Artykuły

O edukacji na Kongresie Obywatelskim

26 października w pięknej auli Politechniki Warszawskiej odbył się VIII Kongres Obywatelski. To już czwarty kongres, w którym uczestniczyłem. Na każdym z nich temat edukacji jest obecny i gromadzi największą liczbę uczestników spośród licznych sesji tematycznych. Mottem VIII Kongresu Obywatelskiego było:

JAKA MODERNIZACJA POLSKI: OD BUDOWY INFRASTRUKTURY DO NOWYCH POSTAW I ZACHOWAŃ?

Tegoroczny panel edukacyjny nosił nazwę:

Oddolny „przewrót kopernikański” w edukacji – na ile to możliwe i jak to zrobić?

Za stołem prezydialnym zasiedli przedstawiciele administracji rządowej i warszawskiego ratusza, szefowie zasłużonych dla edukacji fundacji i stowarzyszeń, dyrektor społecznej szkoły w Gdańska. Na sali ponad dwie setki słuchaczy, głównie nauczycieli. Sporo twarzy rozpoznałem z poprzednich kongresów.

Przygotowałem dla użytkowników portalu etykawszkole.pl krótkie sprawozdanie. Wynotowałem wypowiedzi, które wydały mi się ważne i z którymi się mniej lub bardziej identyfikuję. Nie podaję ich autorów, bo też nie robiłem stenogramu, żeby dosłownie cytować. Chodzi o przekazywane treści.

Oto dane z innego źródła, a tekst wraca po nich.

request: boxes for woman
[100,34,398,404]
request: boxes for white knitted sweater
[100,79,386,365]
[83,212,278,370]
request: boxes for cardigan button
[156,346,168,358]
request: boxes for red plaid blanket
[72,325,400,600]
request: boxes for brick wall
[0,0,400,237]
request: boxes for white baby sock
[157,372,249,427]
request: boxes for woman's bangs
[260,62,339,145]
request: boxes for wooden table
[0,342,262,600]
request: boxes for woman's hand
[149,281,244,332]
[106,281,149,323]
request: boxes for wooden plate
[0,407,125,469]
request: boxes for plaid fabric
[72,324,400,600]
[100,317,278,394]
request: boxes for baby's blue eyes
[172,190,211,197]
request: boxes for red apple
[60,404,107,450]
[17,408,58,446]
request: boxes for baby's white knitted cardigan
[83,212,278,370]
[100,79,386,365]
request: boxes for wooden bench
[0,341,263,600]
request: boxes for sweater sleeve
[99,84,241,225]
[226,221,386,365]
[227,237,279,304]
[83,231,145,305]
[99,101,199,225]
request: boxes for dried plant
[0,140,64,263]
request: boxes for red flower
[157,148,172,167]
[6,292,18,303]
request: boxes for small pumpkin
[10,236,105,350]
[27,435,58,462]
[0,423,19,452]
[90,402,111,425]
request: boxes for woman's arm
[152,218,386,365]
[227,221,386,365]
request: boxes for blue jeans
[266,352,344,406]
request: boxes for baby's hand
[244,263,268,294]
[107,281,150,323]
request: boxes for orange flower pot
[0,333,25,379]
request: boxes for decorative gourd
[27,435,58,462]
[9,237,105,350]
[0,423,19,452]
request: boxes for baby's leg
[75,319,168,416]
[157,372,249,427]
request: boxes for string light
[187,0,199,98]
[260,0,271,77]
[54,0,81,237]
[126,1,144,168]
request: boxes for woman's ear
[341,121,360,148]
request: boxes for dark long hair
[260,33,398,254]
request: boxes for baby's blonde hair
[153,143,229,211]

My Polacy jesteśmy zbytnimi indywidualistami. Dość dobrze radzimy sobie w rodzinie , we własnej firmie, ale jako społeczeństwo nie umiemy współpracować. Reforma edukacji jest pilnie potrzebna, ale czy możliwy jest consensus w tej sprawie nauczycieli, rodziców i władz?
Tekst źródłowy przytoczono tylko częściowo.